An open letter to Vertica
Dear Vertica,
By way of a blog post from Mike Stonebraker you recently endeavoured to lay down a mandate for the key criteria for what constitutes a true column store. This was a highly laudable effort. However, after the post generated more responses, interest and external commentary than any previous Vertica blog post, it disappeared.
I remember Ken Jacobs of Oracle once saying there are two things a database has to do: it must deliver accurate results, and it must not destroy what you put in it. Should a blog post about databases not be held to the same standard?

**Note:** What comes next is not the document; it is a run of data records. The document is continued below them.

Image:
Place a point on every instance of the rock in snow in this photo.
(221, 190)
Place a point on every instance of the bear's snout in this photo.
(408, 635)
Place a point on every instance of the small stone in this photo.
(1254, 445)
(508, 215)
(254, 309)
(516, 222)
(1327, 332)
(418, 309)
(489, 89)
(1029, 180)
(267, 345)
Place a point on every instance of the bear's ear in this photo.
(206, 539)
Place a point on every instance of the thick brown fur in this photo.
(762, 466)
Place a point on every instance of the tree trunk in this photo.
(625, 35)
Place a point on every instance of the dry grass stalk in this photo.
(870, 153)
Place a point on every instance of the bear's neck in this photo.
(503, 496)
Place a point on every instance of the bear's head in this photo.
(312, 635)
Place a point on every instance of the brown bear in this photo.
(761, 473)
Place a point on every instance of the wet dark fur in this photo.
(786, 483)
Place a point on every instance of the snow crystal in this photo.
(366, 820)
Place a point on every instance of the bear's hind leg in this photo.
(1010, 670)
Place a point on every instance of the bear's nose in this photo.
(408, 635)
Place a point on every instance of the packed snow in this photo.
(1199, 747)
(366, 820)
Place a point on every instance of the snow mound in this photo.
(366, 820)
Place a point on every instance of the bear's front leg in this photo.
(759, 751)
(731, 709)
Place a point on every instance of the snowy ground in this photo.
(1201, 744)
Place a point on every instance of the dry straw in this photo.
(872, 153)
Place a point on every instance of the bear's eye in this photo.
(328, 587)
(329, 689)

When a gauntlet is thrown down, shouldn’t it be allowed to persist long enough to be picked up? Imagine in days of yore if, in order to defend your honour, you challenged someone to a duel and threw down your gauntlet with a hearty cry of, “I challenge you, you bounder!” Then, when your competitor picks it up and accepts the challenge, you quickly snatch it back. “Sorry, I didn’t think you would actually accept, I mean, well… What gauntlet? YOU SAW NOTHING!”

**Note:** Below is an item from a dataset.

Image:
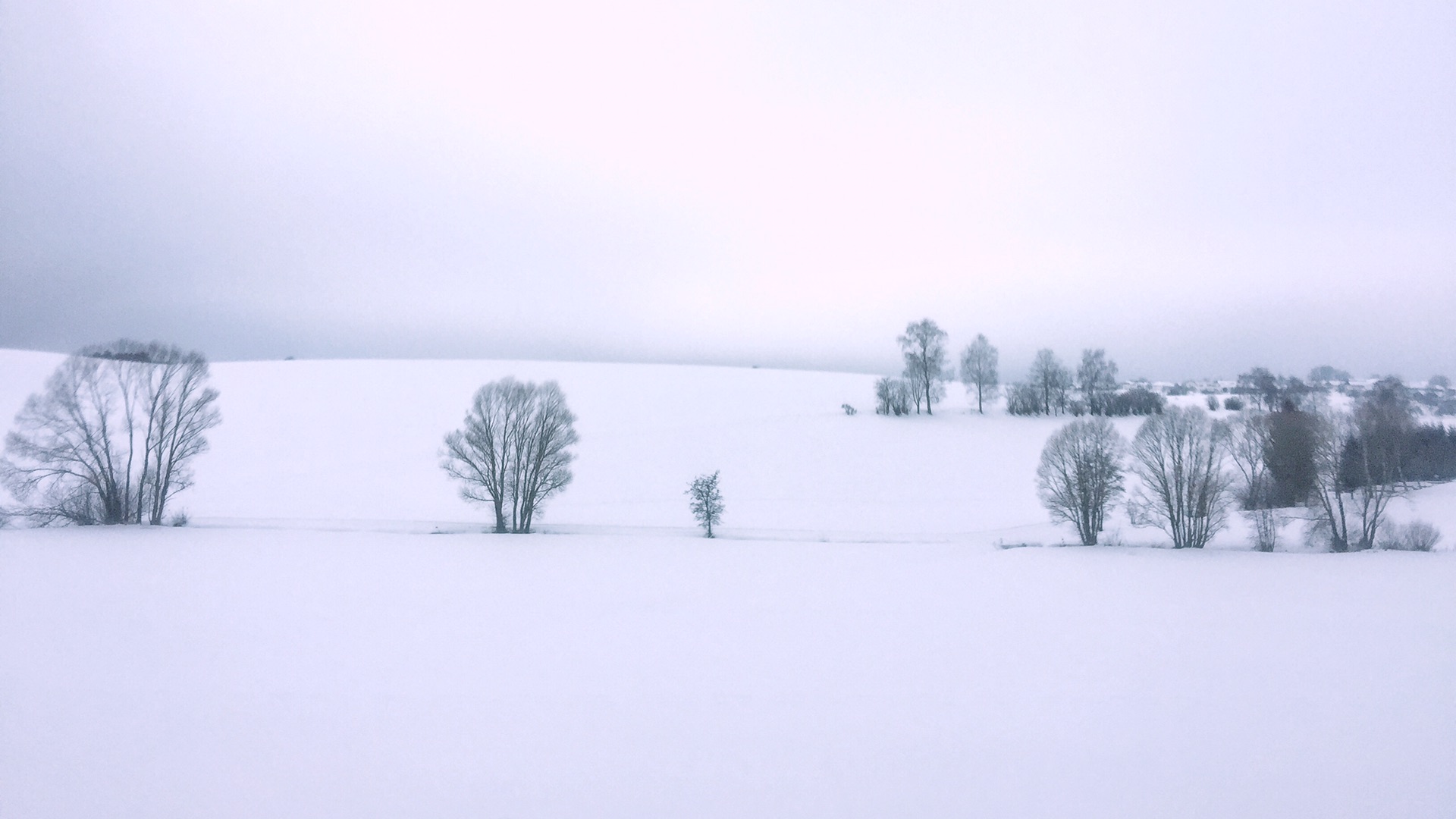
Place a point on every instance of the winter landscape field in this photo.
(886, 624)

There are many possible explanations for this curious case of now missing column-store criteria. One of Vertica’s rapidly changing marketing heads could have had it put up only for a replacement to pull it down. Mike could have decided he wanted to re-write it in iambic pentameter in celebration of Shakespear’s birthday. Or the debate might have simply become something Vertica and Mike were unprepared to handle.

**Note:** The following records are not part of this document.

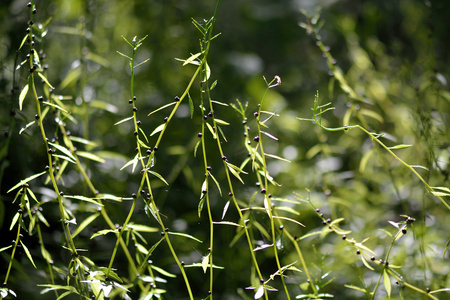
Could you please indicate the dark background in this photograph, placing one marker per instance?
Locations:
(394, 53)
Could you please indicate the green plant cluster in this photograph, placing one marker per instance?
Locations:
(146, 158)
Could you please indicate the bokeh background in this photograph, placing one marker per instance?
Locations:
(394, 54)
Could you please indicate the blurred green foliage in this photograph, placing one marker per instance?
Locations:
(394, 55)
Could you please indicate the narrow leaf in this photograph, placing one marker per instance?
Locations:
(218, 102)
(62, 149)
(228, 223)
(27, 252)
(26, 180)
(162, 107)
(259, 293)
(45, 80)
(387, 283)
(142, 228)
(269, 135)
(402, 146)
(85, 223)
(22, 96)
(225, 208)
(211, 130)
(221, 122)
(103, 232)
(191, 105)
(158, 129)
(205, 261)
(90, 156)
(185, 235)
(123, 120)
(163, 272)
(26, 127)
(191, 59)
(277, 157)
(126, 56)
(216, 182)
(368, 266)
(159, 176)
(83, 198)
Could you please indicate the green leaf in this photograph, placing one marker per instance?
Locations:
(366, 263)
(205, 262)
(276, 157)
(133, 161)
(196, 147)
(109, 197)
(162, 107)
(58, 107)
(227, 223)
(22, 96)
(62, 149)
(90, 156)
(85, 223)
(364, 161)
(159, 176)
(402, 146)
(216, 182)
(14, 221)
(27, 253)
(23, 41)
(141, 248)
(83, 198)
(259, 292)
(22, 182)
(110, 273)
(123, 120)
(440, 194)
(200, 206)
(5, 248)
(191, 60)
(310, 234)
(124, 55)
(221, 122)
(158, 129)
(235, 171)
(26, 127)
(191, 105)
(213, 85)
(46, 255)
(64, 158)
(211, 130)
(355, 288)
(289, 219)
(220, 103)
(163, 272)
(141, 228)
(185, 235)
(45, 80)
(387, 283)
(269, 135)
(103, 232)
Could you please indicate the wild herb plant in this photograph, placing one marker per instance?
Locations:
(99, 237)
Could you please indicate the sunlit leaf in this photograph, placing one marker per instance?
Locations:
(22, 182)
(205, 262)
(387, 283)
(85, 223)
(158, 129)
(185, 235)
(27, 252)
(159, 176)
(91, 156)
(123, 120)
(22, 96)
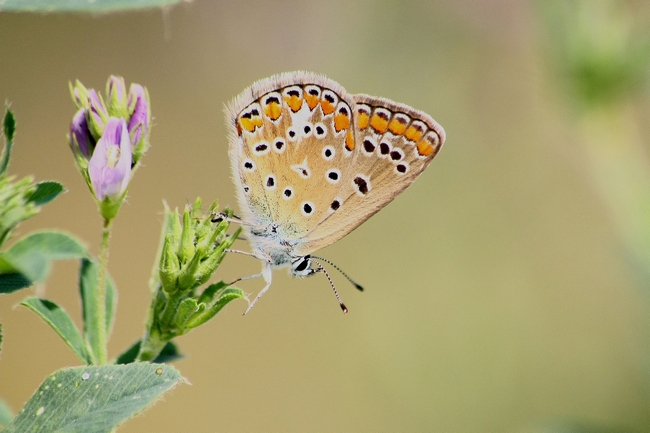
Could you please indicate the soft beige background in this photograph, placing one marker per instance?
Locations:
(498, 297)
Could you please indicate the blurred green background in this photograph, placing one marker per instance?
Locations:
(503, 289)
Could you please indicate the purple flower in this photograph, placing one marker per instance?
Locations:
(110, 166)
(81, 141)
(116, 91)
(97, 114)
(140, 117)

Regardless the post should have stayed up. Without doubt, the tired old rag of legacy systems have had every last drop of performance wrung dry from them. Optimising hardware by constantly buying the next best, brightest and most expensive technology, tinkering with database tuning until tears fall from the DBA’s cheeks, or simply telling business users “no” in every permutation of language and gesture possible, isn’t working. It is clear we have to do something different if we expect a different result. Einstein defined insanity as repeating a task and expecting a different result. Few people outside of Oracle, IBM and Teradata, are continuing to say that the old way is the right way.
Given many accept there should be a new approach for analytic databases then let’s have that debate. Let’s have the real column stores please stand up. Let’s compare, contrast and let the analysts, enterprises, and users determine the requirements.
Mike’s blog focused on competing with vendors who weren’t competitive, who brought rows to a column fight. It was perhaps a rehash of an Oracle white paper from 1990 — find “Ingres” replace with “Vertica”. But it started the conversation.
SAND, Vertica, SAP, ParAccel, Asterdata and Infobright, these are the real column stores for whom criteria can be examined and defined. I welcome that debate. I would be delighted if these criteria are set forth as bit-vector encoding, infinite optimization, and generation based concurrency control — SAND could knock it out of the park. However, if they ended up including things SAND didn’t have, I wouldn’t whine about it. I wouldn’t pick up our ball and run crying from the playground. And I certainly wouldn’t take down my blog.
Let’s get Mike’s post back up on Vertica and let’s get the debate going. I’ve thrown down my gauntlet and I can guarantee it will stay down until it gets picked up.